Mais do que depressa, fiz o pedido pelo telefone, dando meu nome e minha casa como referência, pois a tal marquise era bem perto de casa.
Imediatamente, chamei minha amiga e fomos até o tal lugar.
A mulher estava deitada em cima de panos velhos, rasgados e sujos, de onde exalava mau cheiro. Conversei com ela e pude perceber que as contrações estavam muito próximas, mas muito próximas mesmo!
Situação periclitante!
Marquei no meu relógio e vi que a freqüência das contrações indicava já a fase de expulsão.
Apesar da situação inusitada por não ter experiência, apesar de ter tido seis partos normais, não tive dúvidas. Mandei que o marido fosse ficar no meu portão junto ao meu amigo à espera do resgate e disse à minha amiga que se preparasse para ir buscar em minha casa tudo o que fosse precisando para fazer o parto.
Ajudei a pobre mulher a tirar a roupa de baixo, cobri com seu cobertor ralinho e apalpei-a. Pude sentir que já havia dilatação suficiente, pois tinha conseguido medir com meus quatro dedos juntos. Sorte nossa que eu havia acabado de tomar um banho!
Disse a ela que não tivesse medo, falei-lhe coisas brandas e boas, disse que não se importasse que, se preciso fosse, eu faria seu parto ali mesmo, dando-lhe o amparo que precisasse. Que tudo iria correr bem!
Ela ficou mais calma e até conversou comigo, contando que tinha outras duas meninas de nome Vitória e Letícia, que estavam com parentes em outras cidades, pois eles não tinham coisa alguma que permitisse que elas estivessem junto a eles.
Quando vinha a contração, fazia respirar bem de manso, como eu fazia na mesma situação e aí ela começou a fazer a força de expulsão.
Justamente nessa hora, meus amigos me avisaram que o resgate estava chegando. De fato, chegaram de imediato e o para-médico pediu-me que permanecesse com a mão embaixo da mulher a fim de receber a criança caso fosse necessário e, levantando-a puseram-na na maca e foram levando para dentro da viatura. Lá dentro haveria melhores condições para a pobre mulher. Haveria luz, medicações, panos assépticos e conforto. Eu já sentia a pequena curvatura da cabeça do bebê!...

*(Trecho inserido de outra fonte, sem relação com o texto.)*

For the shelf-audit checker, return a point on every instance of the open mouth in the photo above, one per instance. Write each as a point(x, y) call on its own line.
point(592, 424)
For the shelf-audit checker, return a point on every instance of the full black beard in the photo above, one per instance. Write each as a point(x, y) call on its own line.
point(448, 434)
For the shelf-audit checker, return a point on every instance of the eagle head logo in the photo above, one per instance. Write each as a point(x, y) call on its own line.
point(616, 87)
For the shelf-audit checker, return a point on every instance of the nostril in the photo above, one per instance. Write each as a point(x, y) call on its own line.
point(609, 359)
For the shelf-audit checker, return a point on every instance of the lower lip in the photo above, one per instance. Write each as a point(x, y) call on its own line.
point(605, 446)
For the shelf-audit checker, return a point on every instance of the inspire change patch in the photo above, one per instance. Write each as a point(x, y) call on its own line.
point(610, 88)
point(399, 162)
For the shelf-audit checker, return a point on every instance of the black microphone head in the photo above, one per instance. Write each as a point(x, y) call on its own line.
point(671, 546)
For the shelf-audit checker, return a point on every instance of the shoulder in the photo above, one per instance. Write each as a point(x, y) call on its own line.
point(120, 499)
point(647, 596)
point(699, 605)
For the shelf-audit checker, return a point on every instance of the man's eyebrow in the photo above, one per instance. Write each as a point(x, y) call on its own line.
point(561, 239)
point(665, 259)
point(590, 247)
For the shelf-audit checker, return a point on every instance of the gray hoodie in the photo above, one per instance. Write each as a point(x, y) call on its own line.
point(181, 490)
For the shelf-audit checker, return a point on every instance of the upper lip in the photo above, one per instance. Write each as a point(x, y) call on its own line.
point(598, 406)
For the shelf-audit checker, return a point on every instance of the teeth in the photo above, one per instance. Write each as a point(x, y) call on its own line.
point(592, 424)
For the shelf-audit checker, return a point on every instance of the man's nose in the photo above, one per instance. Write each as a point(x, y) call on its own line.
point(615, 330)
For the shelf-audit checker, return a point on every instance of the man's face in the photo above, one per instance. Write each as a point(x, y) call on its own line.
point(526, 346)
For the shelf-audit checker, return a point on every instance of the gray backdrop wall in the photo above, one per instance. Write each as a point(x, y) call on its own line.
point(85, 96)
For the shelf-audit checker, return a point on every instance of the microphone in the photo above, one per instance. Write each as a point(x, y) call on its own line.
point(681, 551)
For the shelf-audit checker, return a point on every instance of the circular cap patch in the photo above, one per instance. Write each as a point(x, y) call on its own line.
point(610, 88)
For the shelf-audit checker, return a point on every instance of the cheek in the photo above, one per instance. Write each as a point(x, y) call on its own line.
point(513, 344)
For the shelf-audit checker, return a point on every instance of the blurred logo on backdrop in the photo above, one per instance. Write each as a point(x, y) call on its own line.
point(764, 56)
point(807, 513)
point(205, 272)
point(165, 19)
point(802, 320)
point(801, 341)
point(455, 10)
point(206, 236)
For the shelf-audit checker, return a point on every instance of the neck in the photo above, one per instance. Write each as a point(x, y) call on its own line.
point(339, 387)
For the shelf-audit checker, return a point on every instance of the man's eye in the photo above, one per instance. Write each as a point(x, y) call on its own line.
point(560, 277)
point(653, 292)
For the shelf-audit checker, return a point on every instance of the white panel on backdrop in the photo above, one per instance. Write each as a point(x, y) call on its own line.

Foi o que fizemos eu, o para-médico, mais dois bombeiros, um enfermeiro e o motorista. Foram embora com a maior rapidez!
No dia seguinte, um domingo de sol, bateram à minha porta; era o marido da tal mulher; comunicou-me que tinha nascido uma menina dentro da viatura, já pertinho da maternidade. Disse que a mulher e a criança estavam passando bem. Perguntou meu nome e disse que, assim que a mulher saísse do hospital, a traria para me mostrar a criança.

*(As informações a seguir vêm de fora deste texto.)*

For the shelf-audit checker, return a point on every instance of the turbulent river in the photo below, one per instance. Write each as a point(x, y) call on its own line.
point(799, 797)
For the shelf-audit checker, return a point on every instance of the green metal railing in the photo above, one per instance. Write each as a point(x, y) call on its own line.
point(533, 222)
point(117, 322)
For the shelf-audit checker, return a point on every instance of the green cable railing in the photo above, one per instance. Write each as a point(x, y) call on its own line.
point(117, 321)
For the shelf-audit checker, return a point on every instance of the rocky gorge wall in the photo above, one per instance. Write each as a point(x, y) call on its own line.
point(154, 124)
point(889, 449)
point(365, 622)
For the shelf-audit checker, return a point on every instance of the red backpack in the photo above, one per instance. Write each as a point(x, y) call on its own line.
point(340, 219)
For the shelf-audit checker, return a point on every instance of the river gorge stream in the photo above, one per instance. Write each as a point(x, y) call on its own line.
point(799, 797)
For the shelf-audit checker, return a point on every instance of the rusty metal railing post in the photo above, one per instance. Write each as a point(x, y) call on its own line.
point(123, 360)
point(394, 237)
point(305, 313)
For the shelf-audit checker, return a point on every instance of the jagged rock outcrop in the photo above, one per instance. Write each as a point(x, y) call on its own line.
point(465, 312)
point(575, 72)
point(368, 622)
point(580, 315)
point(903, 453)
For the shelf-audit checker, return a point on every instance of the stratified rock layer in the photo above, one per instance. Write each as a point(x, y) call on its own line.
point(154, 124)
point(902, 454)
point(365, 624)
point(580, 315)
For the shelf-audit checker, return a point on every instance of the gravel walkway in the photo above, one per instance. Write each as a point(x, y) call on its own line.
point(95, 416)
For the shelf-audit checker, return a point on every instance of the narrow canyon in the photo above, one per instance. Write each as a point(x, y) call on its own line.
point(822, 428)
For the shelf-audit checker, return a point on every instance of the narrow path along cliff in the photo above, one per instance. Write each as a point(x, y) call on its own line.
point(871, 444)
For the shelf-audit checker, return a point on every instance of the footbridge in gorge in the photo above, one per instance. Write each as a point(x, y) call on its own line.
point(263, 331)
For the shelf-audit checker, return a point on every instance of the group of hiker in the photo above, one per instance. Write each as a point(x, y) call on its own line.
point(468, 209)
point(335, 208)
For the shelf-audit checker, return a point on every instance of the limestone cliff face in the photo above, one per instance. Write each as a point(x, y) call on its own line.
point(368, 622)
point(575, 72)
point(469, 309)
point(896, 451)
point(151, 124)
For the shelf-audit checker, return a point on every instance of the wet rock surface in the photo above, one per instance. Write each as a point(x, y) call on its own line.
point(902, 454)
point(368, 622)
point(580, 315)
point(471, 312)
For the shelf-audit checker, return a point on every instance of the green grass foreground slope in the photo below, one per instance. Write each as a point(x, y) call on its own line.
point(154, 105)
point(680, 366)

Uns dias depois, atendendo à porta, deparei-me com o marido, a mulher e em seus braços o bebê.
Fiquei muito feliz de vê-los todos bem e agradeci a consideração de trazê-la para eu ver. A menininha era muito gordinha e bochechuda. Uma gracinha. A mulher me disse:
- Em homenagem à senhora, a menina vai ter o seu nome. Vai se chamar Raquel.
Nossa, que alegria! Nem sabia o que dizer!
Dias depois os vi ao lado na casa de um casal vizinho; fiquei sabendo que estavam querendo dar a filha em adoção para eles. Fui até lá, e consegui dissuadi-los de tal decisão. Falei-lhes dos apertos que havia passado ficando sozinha muito cedo com muitas crianças e que a Providência tinha me ajudado a criá-los, a suprir sua subsistência. Nem me lembro mais quanta coisa falei.
Saíram dali.
No outro dia vieram-me dizer que estavam indo embora para a cidade onde estavam as outras duas meninas; tinham conseguido as passagens na Prefeitura e iriam fazer de um tudo para não se separarem mais das filhas. Estavam cheios de Fé e Esperança.
E podem ter certeza, estavam cheios também de muito Amor!
Assim foi que, em uma noite de verão, eu quase me tornei uma parteira! Graças a Deus.